Logging and the utility of message patterns

I wrote a logging layer over log4j sometime ago. The layer was to encourage our developers to log at any point in the code where they thought some extra context would help resolve runtime errors. And so the layer had to have a familiar API, be effortless to code, and cheap to call. This posting is mostly about the cost to call the logger.

When a message is not going to be used you don't want to incur the cost of creating it. How often have we seen logging code that looks like this

logger.debug("short explanation: v1="+v1+"; v2="+v2+";");


Here the logged message is composed before the call to logger.debug() and it is composed even if the logging level is above DEBUG. If v1 or v2 have a complex toString() implementation, then you add this compositional time to the calling cost too.

The simple solution is to use java.text.MessageFormat with the debug() method, for example

logger.debug("short explanation: v1={0}; v2={1};", v1, v2 );


In this way, the time cost to calling debug() is the time taken to push three values on to the stack, call the method, and pop the three values off the stack. No composition time (or memory) costs are incurred at all. (I handle exception messages the same way, that is, all exception constructors accept a message pattern and message parameters and the message string is not composed until it is actually needed.)

I have since replaced Java's MessageFormat with a (mostly) compatible local implementation. This local implementation does simple composition tasks like formatting numbers without commas and Unicode escaping all non-ASCII, and non-visual characters. However, the primary reason to implement a replacement was to expand the available format types and format styles.

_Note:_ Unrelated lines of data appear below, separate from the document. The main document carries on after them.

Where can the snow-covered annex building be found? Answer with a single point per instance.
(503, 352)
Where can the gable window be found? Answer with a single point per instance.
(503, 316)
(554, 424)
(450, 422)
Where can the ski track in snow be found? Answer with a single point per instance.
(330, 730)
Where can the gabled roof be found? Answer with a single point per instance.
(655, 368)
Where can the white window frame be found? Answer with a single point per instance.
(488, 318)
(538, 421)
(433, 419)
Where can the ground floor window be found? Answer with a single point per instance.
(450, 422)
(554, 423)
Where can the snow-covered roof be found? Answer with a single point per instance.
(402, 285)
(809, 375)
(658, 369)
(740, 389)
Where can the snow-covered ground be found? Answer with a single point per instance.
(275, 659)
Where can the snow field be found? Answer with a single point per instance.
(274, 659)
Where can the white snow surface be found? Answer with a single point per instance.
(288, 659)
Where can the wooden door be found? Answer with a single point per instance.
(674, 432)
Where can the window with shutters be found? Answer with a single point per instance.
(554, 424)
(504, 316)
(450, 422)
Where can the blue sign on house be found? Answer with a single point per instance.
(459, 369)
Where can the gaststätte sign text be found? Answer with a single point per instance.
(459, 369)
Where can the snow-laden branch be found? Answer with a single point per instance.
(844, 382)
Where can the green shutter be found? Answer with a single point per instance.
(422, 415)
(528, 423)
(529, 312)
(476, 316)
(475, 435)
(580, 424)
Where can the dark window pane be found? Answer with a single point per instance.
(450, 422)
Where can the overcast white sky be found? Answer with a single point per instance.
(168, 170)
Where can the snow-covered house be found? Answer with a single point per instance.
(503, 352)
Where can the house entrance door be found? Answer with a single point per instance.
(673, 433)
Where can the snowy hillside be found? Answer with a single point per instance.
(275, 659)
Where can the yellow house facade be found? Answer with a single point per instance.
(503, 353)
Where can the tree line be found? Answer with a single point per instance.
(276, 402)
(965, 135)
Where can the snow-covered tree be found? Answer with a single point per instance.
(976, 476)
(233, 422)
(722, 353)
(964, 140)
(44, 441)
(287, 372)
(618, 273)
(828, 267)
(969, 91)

The first new format type added was json so that now when a parameter is so typed its value is transformed to a JSON representation before adding to the message. For example,

Map v1 = ...;
logger.debug("short explanation: v1={0,json}", v1 );


will convert v1 to a JSON string only if the log level is DEBUG

short explanation: v1={ "k1": [ "e1", "e2", ... ], "k2": [ ... ] }


(In hindsight it should have been a format style.) 

Today I added the string format type and two format styles. One format style specifies a substring of the value using a start index & length and the other a start & an end index. The start and end indexes can be given as numbers or as searches. For example, the style /foo/:10 specifies a 5 character substring starting where "foo" is first found, and the style /foo/../bar/ specifiers a substring between (and including) the two searches. The using search is particularly useful if you know that somewhere in a very long string is an identifier that would be useful to have in the log.